I don't get this analogy at all. Instead of a human information flows through a neural network which alters the information.
> Every lifelike detail in the final world is only there because my phone recorded it.
I might be wrong here but I don't think this is true. It might also be there because the network inferred that it is there based on previous data.
Imo this just takes the human out of a artistic process - creating video game worlds and I'm not sure if this is worth archiving.
These days most photos are also stored using lossy compression which alters the information.
You can think of this as a form of highly lossy compression of an image of this forest in time and space.
Most lossy compression is 'subtractive' in that detail is subtracted from the image in order to compress it, so the kind of alterations are limited. However there have been previous non-subtractive forms of compression (eg, fractal compression) that have been criticised on the basis of making up details, which is certainly something that a neural network will do. However if the network is only trained on this forest data, rather than being also trained on other data and then fine tuned, then in some sense it does only represent this forest rather than giving an 'informed impression' like a human artist would.
I noticed this in some photos I see online starting maybe 5-10 years ago.
I'd click through to a high res version of the photo, and instead of sensor noise or jpeg artefacts, I'd see these bizarre snakelike formations, as though the thing had been put through style transfer.
There is no previous data. This network is exclusively trained on the data he collected from the scene.
More interesting is that you made an easy to use environment authoring tool that (I haven’t tried it yet) seems really slick.

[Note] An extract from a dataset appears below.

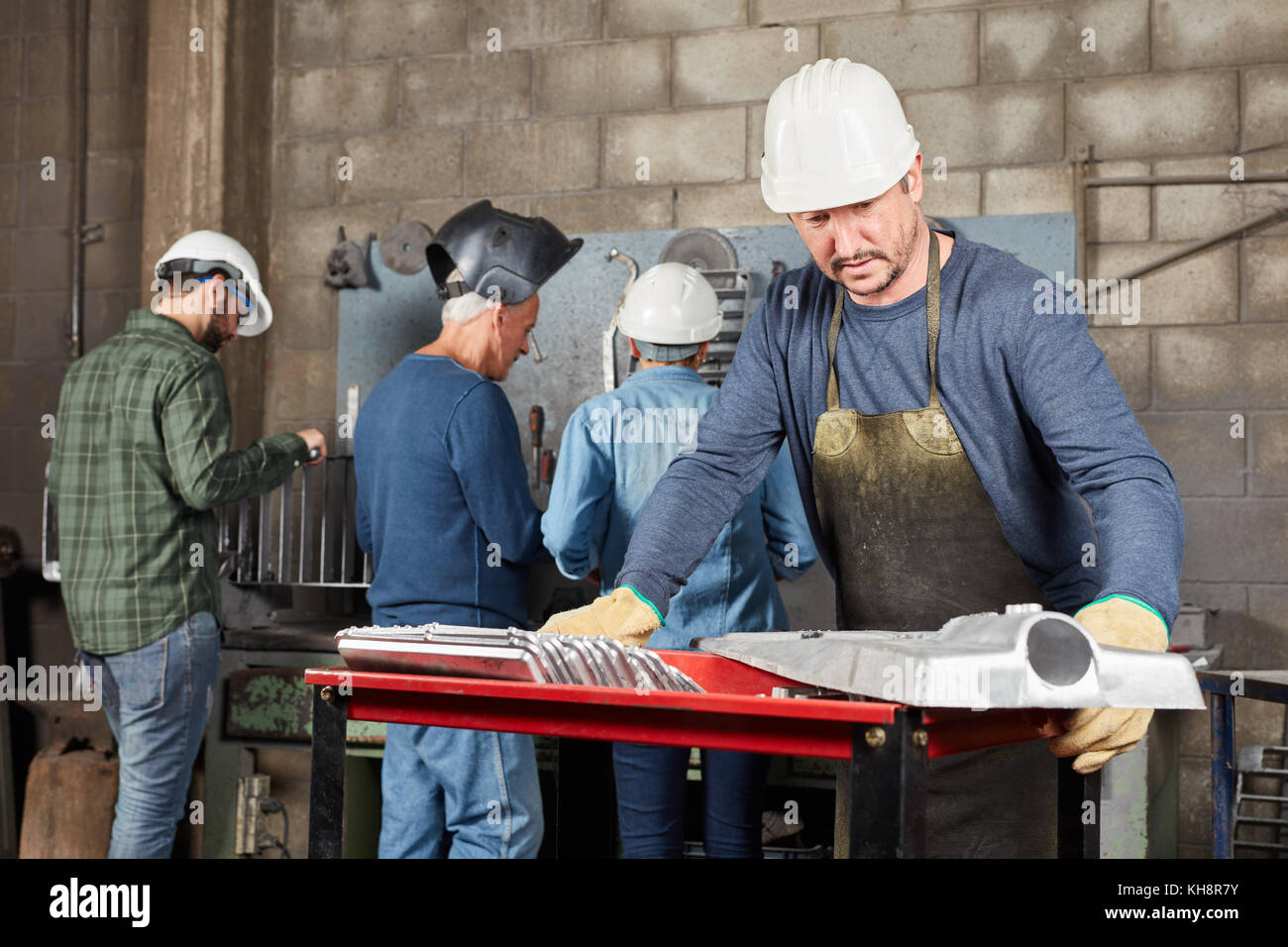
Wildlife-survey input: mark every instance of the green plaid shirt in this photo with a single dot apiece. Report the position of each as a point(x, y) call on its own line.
point(140, 462)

Both of those are impressive alone but together that’s very exciting.
edit: I see now that you mention a pricepoint of 100 GPU-hours/roughly 100$. My mistake.
But there's one thing that I'm a little bit worried about: I was getting like 8 stable FPS on my 3 years old flagship phone. My concern is that these models are not optimized to run on this type of hardware, which may or may not lead to hardware obsolescence quicker than planned. And it's not like these aren't powerful, they really are.
I wonder if there are any computer vision projects that take a similar world emulation approach?
Imagine you collected the depth data also.
https://en.wikipedia.org/wiki/Convolutional_neural_network#H...
What could go wrong?
Jokes aside, this is insanely cool!
I didn't see it in an obvious place on your github, do you have any plans to open source the training code?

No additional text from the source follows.